Thanks Ward -- very useful! It would be interesting to run it again on a recent dump and to find whether certain categories are getting better video treatment, though the set
Fascinating that in about 2.5 years, the number of videos in that category has not changed much.
By coincidence, I was looking at a 2009 blog post I had about Encarta and Wikipedia's lack of video/multimedia.

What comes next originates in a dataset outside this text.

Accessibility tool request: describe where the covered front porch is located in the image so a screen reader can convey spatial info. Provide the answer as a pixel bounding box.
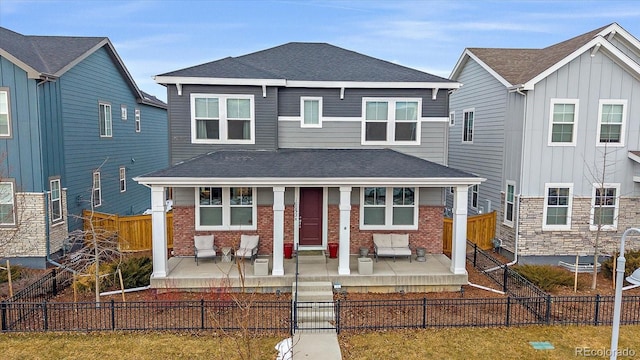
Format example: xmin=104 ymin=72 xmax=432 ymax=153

"There is a loss to the world with the absence of Encarta’s historic images [and video]. Because Wikipedia has a strict “free” edict on content, especially images and multimedia, it will always be at a disadvantage in having visuals that are unique and under copyright protection. For that, the community will have to wait until copyright runs out on those materials. Technology may be fast, but that’s one area that will be slow."
-Andrew
On Mon, Jan 21, 2013 at 6:04 PM, Ward Cunningham ward@c2.com wrote:
Andrew -- Good question. I have an answer. It's a few years old. But if you like my method, I bring the data up to date.
I used my exploratory parsing mechanism to look for [[File: ... ]] links to media files. I first ignored files with familiar suffixes like jpg, png, gif and pdf. This left lots of ogg and ogv files which I separated out as videos. This left a couple of oga files and some strange suffixes I didn't recognize like djvu, shivg and ext. I ignored them.

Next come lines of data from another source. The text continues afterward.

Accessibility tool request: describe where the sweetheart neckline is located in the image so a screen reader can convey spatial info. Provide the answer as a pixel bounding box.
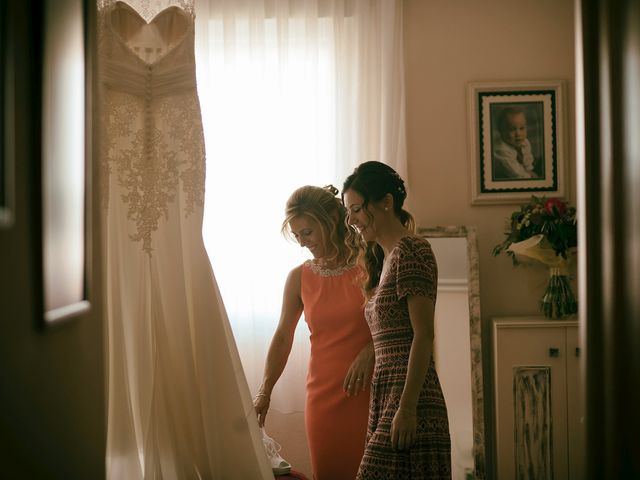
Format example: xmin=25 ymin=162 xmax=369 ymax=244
xmin=106 ymin=0 xmax=194 ymax=68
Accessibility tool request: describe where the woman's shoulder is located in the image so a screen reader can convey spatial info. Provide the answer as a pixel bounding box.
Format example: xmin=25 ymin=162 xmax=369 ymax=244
xmin=398 ymin=233 xmax=431 ymax=251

All total I found 878 video files on 707 pages, 227 of which were flagged as "Articles containing video clips".
I also looked for {{cite video ... }} templates and found 9,716 of them.
I'm scraping this information from an enwiki.xml dump file downloaded Sep 22, 2010. It was 12,162,183,168 bytes uncompressed and contained 2,598,517 pages.
I'm attaching a text file with one line for each page on which I found (at least) one video. The tab-separated columns are: page-title, media-file, clips-flag.
I'd be happy to adjust my methods if there are other ways to markup a video. I hope this is useful.
Best regards. -- Ward
On Jan 21, 2013, at 3:17 PM, Andrew Lih wrote:
Hi all,
I'm wondering if anyone has done any research into identifying which articles in Wikipedia have associated video?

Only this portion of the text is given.